Graphical processing units, or GPUs, are the workhorses behind some of the biggest topics in computer science today, powering the innovations behind artificial intelligence and machine learning. As major tech companies develop their own GPUs which are used in devices such as computers and phones, tests need to be put in place to ensure software can be run safely and efficiently across the various processors.
That’s where UC Santa Cruz Assistant Professor of Computer Science and Engineering Tyler Sorensen and his team of colleagues and student researchers step in. Sorensen’s team creates tests to ensure that programming languages can run correctly and safely across the diverse range of processors that different companies are producing. This contributes to the overall stability of the processors that are deployed on our computers and phones as they are being tasked to do increasingly important tasks such as facial recognition.

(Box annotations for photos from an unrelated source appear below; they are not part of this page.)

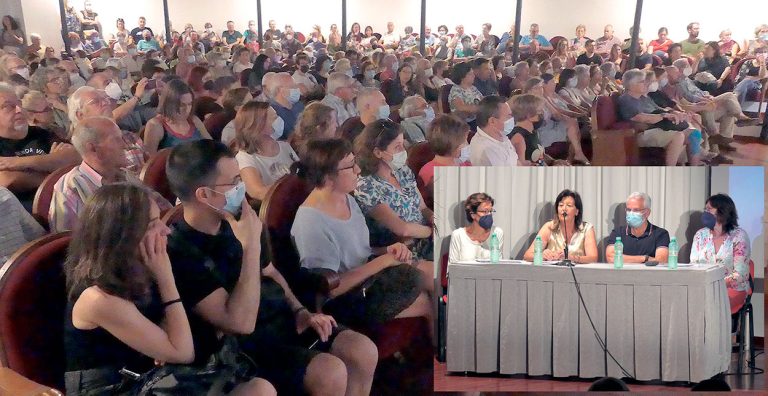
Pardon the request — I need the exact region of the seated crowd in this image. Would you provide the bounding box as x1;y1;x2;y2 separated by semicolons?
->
0;9;768;395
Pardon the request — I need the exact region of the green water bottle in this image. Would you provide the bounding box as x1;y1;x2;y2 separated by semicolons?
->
667;237;680;269
613;237;624;269
533;235;544;265
491;232;501;264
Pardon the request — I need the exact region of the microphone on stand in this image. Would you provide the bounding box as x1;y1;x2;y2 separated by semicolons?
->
557;211;573;267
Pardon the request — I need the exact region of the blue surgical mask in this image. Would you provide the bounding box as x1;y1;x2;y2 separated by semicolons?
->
701;212;717;230
388;150;408;171
288;88;301;103
272;117;285;140
208;181;245;216
477;215;493;230
376;104;389;120
627;212;643;228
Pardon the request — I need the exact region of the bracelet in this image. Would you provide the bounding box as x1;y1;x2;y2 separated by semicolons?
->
163;298;181;309
293;305;309;316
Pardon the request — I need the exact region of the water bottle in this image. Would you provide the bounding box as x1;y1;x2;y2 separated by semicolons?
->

A new paper details a suite of tests to assess how GPUs implement programming languages. This work was led by Sorensen’s Ph.D. student Reese Levine along with UCSC undergraduates Mingun Cho and Tianhao Guo, UCSC Assistant Professor Andrew Quinn, and collaborators at Google. Levine will present the work at the 2023 ASPLOS conference, a premier computer systems conference.
In developing and running these tests they discovered significant bugs in a major GPU, leading to changes to an important GPU framework for programming web browsers.
“If you’re a company and you want to implement this language so that people can program your GPU, we’re giving you a really good way to test it, and even a scorecard on how well it was tested,” Sorensen said. “People are always saying this is a very difficult part of the programming language to reason about — some people have even called it the rocket science of computer science.”
In this paper, the researchers tested GPUs specifically on desktop devices from major companies such as Apple, Intel, NVIDIA, and AMD.
Through these tests, the team found a bug in an AMD compiler, a program that translates code written in one programming language into another language. This discovery led AMD to confirm the bug and fix the problem on their devices.
“This behavior was so unexpected that they changed the programming language to adapt to our observations,” Sorensen said.
Moreover, this led to a change in a major GPU programming framework called WebGPU, an important tool used by programmers to ensure that web browsers can accelerate web pages using new GPU technologies.
“Everytime you run Chrome, you know you're running a version that's passed our tests,” Levine said.
The tests developed by the team also uncovered a GPU bug on the Google Pixel 6. That bug has been confirmed, and Google has committed to fixing it. These results are discussed in another paper from Sorensen’s group, which is currently under submission. In their ongoing research, they recently deployed their tools and methodology to test over 100 different GPU devices.
In order to surface these bugs, the researchers use mathematical models of the programming languages to guide their tests toward interesting areas of the GPU where bugs have historically been lurking elusively.
“How do you know your tests are working, and how do you know they're actually testing the right parts of the system?” Levine said. “We use mathematical models to provide confidence that these tests are performing as they should.”
Going forward, the researchers plan to use their tests on more devices, particularly on mobile phones, to ensure programming languages can be executed safely and efficiently.
This research was supported through a gift from Google.